After Amy shoved twenty six cans of random foodstuffs from vienna sausages to pork and beans into her bag, a noise started to build in the street outside, a sound of a strange crying in the distance, then growls and barks and gnashing of teeth and then sharp, high pitched yowling. Apparently the dogs they had encountered were only a scouting party for a larger pack of maddened mongrels. Gideon stared at them from the broken window of the store front, and watched them circling around in the street, their glowing eyes reflecting the cold glow of the moonlight.
The humans could not see them, but the enemy was herding the dogs, canines infected with mange and rabies, to move ever closer to the front of the store.
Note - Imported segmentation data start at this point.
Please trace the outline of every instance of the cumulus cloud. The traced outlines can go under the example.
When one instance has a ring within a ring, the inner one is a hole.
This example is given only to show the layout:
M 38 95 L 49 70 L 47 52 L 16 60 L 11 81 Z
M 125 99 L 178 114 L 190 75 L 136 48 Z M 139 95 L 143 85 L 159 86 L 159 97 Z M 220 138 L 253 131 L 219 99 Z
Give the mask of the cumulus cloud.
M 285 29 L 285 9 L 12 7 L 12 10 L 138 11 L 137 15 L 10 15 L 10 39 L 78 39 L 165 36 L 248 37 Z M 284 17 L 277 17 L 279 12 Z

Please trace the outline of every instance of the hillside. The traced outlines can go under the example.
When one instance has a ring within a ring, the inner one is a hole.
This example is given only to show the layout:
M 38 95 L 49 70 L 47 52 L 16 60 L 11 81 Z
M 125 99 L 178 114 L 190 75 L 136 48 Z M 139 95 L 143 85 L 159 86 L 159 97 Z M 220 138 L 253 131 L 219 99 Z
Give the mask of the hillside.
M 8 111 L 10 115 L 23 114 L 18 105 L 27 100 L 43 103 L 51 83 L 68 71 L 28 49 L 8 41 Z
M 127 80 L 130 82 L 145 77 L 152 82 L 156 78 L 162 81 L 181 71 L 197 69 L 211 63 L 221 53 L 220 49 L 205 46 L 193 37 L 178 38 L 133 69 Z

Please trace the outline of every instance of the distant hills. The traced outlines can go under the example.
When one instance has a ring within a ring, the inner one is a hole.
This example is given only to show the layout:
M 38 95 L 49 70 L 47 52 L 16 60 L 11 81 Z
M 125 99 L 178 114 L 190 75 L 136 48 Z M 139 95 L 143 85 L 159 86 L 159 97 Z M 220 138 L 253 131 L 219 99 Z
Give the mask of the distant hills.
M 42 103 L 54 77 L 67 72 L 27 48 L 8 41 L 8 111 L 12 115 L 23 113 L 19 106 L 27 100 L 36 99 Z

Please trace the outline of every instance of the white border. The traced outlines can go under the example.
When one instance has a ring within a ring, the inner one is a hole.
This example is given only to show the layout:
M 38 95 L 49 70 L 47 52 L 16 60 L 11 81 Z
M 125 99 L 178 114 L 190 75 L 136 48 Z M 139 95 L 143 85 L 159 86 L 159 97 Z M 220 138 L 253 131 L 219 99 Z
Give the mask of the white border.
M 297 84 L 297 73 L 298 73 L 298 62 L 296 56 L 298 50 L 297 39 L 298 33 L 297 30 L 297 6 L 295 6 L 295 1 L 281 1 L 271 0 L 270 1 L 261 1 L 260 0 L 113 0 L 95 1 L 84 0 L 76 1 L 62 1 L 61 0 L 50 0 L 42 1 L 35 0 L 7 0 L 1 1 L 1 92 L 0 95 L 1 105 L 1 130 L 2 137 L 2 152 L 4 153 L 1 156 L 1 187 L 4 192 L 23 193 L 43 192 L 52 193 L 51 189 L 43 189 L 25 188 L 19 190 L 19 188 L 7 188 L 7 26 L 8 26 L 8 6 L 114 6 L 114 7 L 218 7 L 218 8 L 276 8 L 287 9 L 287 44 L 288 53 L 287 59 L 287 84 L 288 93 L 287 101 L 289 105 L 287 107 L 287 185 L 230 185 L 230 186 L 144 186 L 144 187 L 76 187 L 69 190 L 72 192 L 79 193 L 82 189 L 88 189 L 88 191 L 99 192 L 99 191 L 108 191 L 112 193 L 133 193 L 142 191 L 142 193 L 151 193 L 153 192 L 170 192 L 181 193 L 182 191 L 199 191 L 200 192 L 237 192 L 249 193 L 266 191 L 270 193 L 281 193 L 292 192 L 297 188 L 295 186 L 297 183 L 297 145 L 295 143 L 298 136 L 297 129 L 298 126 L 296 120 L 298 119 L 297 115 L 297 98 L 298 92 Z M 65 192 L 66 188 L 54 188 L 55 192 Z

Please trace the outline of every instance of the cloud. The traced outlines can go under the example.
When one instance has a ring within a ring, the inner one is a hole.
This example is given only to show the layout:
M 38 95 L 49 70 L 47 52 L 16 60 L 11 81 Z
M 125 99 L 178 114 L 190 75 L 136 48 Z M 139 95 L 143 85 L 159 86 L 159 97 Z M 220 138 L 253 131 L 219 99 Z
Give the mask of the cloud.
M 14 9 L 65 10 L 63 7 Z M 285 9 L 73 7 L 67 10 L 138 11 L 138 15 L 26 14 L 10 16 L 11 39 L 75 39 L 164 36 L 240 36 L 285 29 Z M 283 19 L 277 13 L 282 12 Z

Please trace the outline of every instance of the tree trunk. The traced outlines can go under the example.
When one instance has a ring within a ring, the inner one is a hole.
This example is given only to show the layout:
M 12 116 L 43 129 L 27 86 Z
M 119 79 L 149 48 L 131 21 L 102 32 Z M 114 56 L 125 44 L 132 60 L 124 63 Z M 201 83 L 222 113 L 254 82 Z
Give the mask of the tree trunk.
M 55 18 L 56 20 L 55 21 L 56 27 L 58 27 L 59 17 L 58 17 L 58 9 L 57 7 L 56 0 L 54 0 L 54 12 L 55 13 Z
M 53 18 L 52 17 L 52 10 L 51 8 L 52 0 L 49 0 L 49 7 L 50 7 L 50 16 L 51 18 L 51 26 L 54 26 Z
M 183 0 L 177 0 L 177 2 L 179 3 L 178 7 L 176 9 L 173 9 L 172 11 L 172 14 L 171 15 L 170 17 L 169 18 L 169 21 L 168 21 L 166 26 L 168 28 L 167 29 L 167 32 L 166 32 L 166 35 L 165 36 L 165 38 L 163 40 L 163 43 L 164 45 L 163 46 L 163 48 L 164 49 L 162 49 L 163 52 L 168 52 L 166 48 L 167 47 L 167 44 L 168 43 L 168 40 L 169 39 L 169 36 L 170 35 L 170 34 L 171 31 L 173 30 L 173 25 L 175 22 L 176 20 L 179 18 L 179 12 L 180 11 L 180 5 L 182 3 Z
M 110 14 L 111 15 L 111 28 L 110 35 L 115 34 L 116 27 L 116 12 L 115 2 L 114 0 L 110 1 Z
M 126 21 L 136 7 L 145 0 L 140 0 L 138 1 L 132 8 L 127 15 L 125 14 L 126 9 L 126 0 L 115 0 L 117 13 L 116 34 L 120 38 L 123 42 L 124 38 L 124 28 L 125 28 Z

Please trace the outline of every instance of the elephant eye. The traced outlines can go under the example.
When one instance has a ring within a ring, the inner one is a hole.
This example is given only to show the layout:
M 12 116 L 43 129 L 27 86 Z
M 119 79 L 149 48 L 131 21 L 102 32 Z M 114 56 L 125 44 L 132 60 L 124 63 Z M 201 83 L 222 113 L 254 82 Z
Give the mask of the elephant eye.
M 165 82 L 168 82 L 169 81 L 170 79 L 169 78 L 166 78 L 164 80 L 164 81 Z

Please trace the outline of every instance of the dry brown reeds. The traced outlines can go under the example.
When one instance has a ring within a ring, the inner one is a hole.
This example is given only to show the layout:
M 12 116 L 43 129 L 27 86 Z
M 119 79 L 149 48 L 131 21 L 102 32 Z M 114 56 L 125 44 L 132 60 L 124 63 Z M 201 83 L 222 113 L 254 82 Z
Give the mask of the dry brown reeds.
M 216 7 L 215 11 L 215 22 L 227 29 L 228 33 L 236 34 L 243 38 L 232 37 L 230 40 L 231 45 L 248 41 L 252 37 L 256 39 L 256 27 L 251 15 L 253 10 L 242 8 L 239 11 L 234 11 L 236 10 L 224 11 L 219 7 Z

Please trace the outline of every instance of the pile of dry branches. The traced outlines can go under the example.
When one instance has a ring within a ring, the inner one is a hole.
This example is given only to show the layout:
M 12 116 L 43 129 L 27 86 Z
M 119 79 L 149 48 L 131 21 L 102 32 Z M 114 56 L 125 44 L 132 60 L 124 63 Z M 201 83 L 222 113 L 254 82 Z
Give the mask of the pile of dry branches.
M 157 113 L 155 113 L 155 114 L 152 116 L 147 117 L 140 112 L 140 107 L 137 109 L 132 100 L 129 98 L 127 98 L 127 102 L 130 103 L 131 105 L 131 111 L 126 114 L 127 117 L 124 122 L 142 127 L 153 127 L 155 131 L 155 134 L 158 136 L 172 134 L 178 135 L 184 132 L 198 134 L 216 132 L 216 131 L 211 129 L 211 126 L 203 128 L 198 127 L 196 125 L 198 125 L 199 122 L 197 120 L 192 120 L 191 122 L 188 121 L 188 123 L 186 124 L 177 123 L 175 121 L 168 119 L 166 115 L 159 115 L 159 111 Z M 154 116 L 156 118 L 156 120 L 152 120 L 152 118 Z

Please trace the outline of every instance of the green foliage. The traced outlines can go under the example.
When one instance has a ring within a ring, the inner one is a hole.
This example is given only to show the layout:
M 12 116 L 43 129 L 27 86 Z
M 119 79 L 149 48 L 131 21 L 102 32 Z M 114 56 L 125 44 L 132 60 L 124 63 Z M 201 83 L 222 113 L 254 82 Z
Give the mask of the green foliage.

The enemy knew full well that Clayton and his friends could not possibly have enough bullets for all of the dogs, and the leftover pets of Shreveport would be easily spooked into charging the store if given the right prodding.
They crawled low to the ground, their patchy backs rippling as their weakened muscles worked, their mouths dripping with foam, lips pulled back to reveal teeth that seemed elongated from the mangy separation of tooth and gums. Large black scabs covered their skin in places where the fur had fallen out, and they were covered with every kind of parasite. They were so hungry, so hungry for any type of flesh. They had been eating garbage and rats for nearly a year.
So many pets, yet so many owners falling victim to the pandemic or countless other disasters, now turning on their masters with violent results. There was a reason no one had ventured in to this part of the city. These dogs owned it.
Gideon and the others formed a firing line in front of the store, but I think they all knew that someone may not make it back.
Clayton began to pray. He stood quietly, his mouth moving, his eyes closed, holding fast to the hickory walking stick, and my brothers arrived to go to work, to do what we had been called to do, and that was help the humans in any way we could.
As the first few brave alphas eerily stopped growling and charged the front door of the H.E.B and the bullets flew from the flaming barrels of guns, we went to work.